Abstract

Background: Different cryoprotectants had been used for safe gaurding the post thaw Canine sperm cell motility. Glycerol and ethylene glycol may be used as cryoprotectants. However, scanty reports are available on use of different concentrations of glycerol, ethylene glycol and the combination of glycerol and ethylene glycol as cryoprotectants for canine spermatatozoa. Methods: In present study, the semen samples were collected from 4 different adult spitz male dogs. The diluted semen was divided into four aliquots, Group I: 8% glycerol (control); Group II: 4% glycerol; Group III: 5% ethylene glycol; Group IV: 4% glycerol + 4% ethylene glycol.

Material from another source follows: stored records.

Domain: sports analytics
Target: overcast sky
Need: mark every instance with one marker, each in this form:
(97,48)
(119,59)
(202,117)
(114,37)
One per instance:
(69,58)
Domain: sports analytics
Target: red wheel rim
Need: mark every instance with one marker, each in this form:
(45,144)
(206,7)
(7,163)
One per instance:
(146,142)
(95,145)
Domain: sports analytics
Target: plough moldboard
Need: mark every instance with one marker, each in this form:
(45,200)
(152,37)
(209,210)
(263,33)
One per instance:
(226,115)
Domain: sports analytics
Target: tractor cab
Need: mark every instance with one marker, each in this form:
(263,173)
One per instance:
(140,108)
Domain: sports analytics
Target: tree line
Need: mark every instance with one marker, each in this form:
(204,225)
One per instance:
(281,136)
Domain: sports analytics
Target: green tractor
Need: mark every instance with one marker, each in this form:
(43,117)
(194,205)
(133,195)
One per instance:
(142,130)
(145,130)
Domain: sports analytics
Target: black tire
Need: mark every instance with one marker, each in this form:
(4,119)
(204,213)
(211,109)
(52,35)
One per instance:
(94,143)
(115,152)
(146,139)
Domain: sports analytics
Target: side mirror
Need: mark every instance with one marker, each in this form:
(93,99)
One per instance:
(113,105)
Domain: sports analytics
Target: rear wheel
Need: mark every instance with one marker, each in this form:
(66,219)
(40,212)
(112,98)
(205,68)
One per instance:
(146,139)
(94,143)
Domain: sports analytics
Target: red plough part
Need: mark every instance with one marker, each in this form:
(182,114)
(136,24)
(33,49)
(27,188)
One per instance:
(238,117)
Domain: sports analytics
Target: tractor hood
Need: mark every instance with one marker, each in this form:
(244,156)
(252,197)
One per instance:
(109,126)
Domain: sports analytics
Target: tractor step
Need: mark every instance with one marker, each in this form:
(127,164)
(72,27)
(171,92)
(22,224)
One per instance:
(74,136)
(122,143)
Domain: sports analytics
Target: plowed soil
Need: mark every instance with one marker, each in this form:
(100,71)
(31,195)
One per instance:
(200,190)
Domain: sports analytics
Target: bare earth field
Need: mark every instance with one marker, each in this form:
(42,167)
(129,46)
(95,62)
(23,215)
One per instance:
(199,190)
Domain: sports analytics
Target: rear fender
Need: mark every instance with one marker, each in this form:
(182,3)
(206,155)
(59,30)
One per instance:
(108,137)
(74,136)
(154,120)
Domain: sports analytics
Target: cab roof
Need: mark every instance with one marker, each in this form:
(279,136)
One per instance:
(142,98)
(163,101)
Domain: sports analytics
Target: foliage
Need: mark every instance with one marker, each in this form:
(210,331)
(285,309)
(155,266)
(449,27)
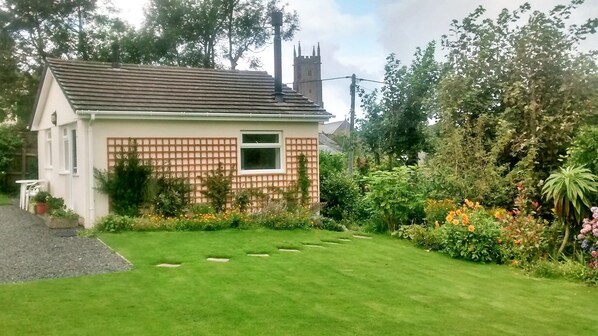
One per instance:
(436,210)
(114,223)
(421,235)
(526,237)
(569,189)
(527,81)
(589,238)
(394,197)
(340,196)
(584,149)
(399,119)
(191,33)
(303,181)
(126,183)
(217,186)
(172,196)
(471,234)
(567,269)
(10,146)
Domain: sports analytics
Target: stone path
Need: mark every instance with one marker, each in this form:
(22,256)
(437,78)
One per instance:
(29,250)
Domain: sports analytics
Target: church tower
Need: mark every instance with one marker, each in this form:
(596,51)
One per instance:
(308,74)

Result: The result showed that post-thaw sperm motility in canine semen with 5% ethylene glycol was recorded as 36.83±1.26%. For Group I (8% glycerol) and Group II (4% glycerol), the same was 34.25±0.95% and 26.50±0.81%, respectively whereas Group IV (4% glycerol + 4% ethylene glycol) it was 29.25%. However, there was no significant correlationship between abnormal sperm count and live spermatozoa; abnormal sperm count and dead spermatozoa; dead spermatozoa and DNA integrity and in between HOST (hypo-osmotic swelling test) and acrosomal integrity of spermatozoa.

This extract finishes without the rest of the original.